Shaw smiled, his eyes kind and reassuring. “Something happened to you. Something your mind can’t accept. Maybe there was a sailing accident, and someone you loved drowned. Perhaps you felt responsible. Perhaps you were responsible.” The psychiatrist paused. “It’s just a possibility” he added. “Who knows?” He paused a second time. “We’ll try another tack tomorrow.”

After dinner, Duran walked the halls for a while, and talked to Adrienne by telephone. Then he sat down with a copy of Sail that Shaw had left for him. It was strange. The beauty of the boats was a delight, but occasionally, his eye would fall on something in the background—a swatch of landscape or the figure of a person hiking out—and it would be as if the sun were sliding behind a cloud. A low and anxious feeling would come over him, and…

He tossed the magazine aside, and snapped on the television.
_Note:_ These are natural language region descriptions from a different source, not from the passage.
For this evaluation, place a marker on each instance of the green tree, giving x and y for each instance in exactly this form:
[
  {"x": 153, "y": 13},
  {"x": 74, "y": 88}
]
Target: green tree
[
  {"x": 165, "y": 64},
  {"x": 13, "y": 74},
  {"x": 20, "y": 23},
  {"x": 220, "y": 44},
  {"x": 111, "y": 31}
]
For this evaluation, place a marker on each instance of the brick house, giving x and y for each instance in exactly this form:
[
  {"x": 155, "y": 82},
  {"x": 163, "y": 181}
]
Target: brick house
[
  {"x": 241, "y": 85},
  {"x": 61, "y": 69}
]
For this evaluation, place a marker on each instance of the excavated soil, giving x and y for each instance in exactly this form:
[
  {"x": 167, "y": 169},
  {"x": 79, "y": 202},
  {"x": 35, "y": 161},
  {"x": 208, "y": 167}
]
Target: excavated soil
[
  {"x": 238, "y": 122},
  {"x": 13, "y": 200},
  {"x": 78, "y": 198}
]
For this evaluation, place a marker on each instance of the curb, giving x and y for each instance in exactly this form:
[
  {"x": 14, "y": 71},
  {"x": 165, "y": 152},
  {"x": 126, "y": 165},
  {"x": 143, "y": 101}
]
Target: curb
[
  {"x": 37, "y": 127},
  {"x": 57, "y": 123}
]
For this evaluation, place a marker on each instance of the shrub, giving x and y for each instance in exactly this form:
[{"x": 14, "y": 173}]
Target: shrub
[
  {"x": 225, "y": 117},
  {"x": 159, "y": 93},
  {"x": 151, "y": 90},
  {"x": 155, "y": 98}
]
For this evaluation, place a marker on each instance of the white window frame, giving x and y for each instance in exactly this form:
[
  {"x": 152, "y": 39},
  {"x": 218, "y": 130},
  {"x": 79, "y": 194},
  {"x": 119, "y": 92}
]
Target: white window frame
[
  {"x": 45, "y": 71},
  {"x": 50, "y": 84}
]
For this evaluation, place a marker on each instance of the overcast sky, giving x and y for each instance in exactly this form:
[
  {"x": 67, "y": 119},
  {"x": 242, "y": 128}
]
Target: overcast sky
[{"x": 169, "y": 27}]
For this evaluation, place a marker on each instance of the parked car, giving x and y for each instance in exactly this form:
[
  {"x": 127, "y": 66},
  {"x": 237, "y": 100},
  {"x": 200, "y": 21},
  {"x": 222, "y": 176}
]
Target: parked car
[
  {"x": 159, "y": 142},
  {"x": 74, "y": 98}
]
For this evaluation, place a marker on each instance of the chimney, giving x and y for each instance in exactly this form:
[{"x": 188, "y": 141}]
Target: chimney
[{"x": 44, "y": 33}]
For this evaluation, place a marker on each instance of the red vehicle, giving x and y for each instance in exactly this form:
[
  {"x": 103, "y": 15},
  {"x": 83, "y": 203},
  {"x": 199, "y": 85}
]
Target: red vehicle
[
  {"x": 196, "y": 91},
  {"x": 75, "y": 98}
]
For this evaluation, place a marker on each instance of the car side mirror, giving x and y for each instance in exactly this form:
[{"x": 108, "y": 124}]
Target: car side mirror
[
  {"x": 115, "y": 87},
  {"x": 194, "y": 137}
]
Fresh from the shower after a long, cold run in the park, Adrienne toweled off and put on her underwear. Then she slipped into a skirt and sweater, and made herself a cup of coffee in the little kitchenette beside the door. Moving to the desk in front of the window, she looked out upon a construction site that was even deeper than it was wide. Finally, she sipped her coffee, and began to sort through her sister’s mail.

She’d almost forgotten about it. Bound with a thick rubber band, it had been sitting in the backseat of the Dodge for days. Now, it was time to take a look.

The first envelope she opened was from the bank. There were shrunken photocopies of Nikki’s bank statements and checks, which turned out to be less interesting than Adrienne had hoped. Nikki lived on about $4,500 bucks a month—give or take $500, one way or the other. Every once in a while, every few months, there was another deposit, also by wire transfer: three grand this September, for instance, and almost $8,000 back in February. The statement did not identify the source of the money, which led Adrienne to make a note on the Mayflower’s stationery: Transfer—$ from where?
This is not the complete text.